Damage and defect systems commonly detect:
- Scratches/scuffs, abrasions, cosmetic blemishes
- Dents/deformation, edge rolls, sink marks
- Chips, broken corners, missing material
- Cracks/crazing, stress whitening (in some plastics)
- Contamination/foreign material (fibers, debris, residue)
Detection success hinges on making the defect “stand out” using the right illumination geometry and viewing angle.
Can vision systems differentiate between acceptable marks vs true defects?
Yes—common methods include:
- Zone-based rules (some areas can tolerate cosmetic marks)
- Feature discrimination (shape, intensity, directionality, edge sharpness)
- Multiple lighting angles to separate superficial artifacts from true defects
- AI models trained on “acceptable” vs “reject” examples.
This is especially useful for molded, machined, and printed surfaces.
How do you inspect defects on curved or complex surfaces?
Common strategies include:
- Multiple cameras to cover all sides and reduce occlusions
- Part rotation/indexing to present the surface to a single camera
- Telecentric optics when geometry must be distortion-free
- 3D imaging to capture shape defects on curved parts
The system is designed so that critical surfaces are consistently visible under controlled lighting.
How do you set pass/fail thresholds for defect size and severity?
A typical thresholding process includes:
- Defining defect categories: critical, major, minor
- Setting limits for area, length, count, contrast, and location (zones)
- Aligning criteria to customer specs and real process capability
- Validating with representative samples including borderline parts
- Reviewing thresholds after launch using captured inspection data
This keeps decisions consistent, defendable, and production-friendly.
Can vision inspection detect cosmetic defects on glossy or reflective parts?
Yes, but reflective surfaces require deliberate optical design:
- Diffuse lighting (dome/diffuser) to reduce bright hot spots
- Polarizers to suppress glare
- Dark-field / low-angle lighting to highlight scratches and scuffs
- Multi-light setups to reveal multiple defect types
Many “impossible” reflective inspections become straightforward once lighting is engineered correctly.

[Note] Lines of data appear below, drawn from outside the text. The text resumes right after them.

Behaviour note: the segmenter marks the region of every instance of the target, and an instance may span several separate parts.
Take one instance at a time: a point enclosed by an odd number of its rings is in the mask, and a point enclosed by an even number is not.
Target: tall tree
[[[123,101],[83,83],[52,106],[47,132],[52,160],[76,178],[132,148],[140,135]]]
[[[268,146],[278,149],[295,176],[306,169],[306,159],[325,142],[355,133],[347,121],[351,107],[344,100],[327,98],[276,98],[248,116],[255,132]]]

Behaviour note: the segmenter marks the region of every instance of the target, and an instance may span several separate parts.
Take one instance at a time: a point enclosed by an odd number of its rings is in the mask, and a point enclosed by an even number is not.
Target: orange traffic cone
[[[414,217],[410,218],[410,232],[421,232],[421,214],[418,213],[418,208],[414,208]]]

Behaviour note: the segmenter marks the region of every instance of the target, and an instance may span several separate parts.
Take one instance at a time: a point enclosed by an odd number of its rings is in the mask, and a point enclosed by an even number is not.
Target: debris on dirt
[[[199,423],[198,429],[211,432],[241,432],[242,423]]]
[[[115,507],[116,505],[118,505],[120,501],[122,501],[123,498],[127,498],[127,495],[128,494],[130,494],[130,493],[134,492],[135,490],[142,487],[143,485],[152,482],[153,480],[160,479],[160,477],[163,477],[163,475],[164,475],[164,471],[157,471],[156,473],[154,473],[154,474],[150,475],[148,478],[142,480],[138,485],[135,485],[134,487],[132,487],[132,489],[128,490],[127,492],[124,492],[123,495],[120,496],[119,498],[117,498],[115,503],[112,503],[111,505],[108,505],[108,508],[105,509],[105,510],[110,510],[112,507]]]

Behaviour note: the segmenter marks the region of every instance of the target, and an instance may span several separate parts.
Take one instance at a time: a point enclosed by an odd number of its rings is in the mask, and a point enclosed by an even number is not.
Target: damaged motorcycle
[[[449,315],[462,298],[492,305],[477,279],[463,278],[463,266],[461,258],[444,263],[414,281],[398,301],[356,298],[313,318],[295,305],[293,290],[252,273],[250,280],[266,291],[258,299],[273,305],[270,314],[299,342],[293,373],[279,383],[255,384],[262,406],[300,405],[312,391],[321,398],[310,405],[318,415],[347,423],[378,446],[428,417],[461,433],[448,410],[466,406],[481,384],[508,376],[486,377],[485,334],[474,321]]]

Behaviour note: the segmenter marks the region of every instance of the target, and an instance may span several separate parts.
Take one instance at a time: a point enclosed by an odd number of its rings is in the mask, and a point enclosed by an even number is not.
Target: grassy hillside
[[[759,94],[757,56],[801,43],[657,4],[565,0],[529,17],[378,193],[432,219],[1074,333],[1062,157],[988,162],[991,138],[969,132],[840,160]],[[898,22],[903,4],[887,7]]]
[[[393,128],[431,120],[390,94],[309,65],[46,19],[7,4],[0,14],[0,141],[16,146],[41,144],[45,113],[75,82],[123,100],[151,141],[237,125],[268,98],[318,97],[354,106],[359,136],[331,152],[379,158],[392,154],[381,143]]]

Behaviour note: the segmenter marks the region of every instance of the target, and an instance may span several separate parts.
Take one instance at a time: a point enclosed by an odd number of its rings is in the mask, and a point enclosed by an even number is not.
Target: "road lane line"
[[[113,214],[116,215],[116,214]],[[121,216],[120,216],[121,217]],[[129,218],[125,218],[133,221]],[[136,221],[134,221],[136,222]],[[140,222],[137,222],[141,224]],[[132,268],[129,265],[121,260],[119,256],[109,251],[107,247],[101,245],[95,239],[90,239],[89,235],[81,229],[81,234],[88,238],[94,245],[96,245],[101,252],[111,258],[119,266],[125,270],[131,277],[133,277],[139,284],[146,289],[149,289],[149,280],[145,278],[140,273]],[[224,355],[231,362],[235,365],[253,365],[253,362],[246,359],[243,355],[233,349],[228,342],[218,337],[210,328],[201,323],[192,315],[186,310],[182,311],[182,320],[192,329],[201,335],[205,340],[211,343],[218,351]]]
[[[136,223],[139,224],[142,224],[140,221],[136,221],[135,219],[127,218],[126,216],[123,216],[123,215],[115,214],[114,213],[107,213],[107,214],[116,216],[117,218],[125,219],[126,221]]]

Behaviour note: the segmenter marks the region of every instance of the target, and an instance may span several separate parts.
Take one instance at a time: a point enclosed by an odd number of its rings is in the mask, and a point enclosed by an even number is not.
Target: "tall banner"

How do you measure and track defect trends over time?
A common approach is:
- Log defect results by type, size, location, timestamp, lot/SN, station
- Store images for failed parts (and optional sampling of passes)
- Use dashboards for Pareto, trend, SPC, and drift
- Correlate trends with process variables (tool wear, temperature, material lots)
This turns inspection into an ongoing process improvement feedback loop.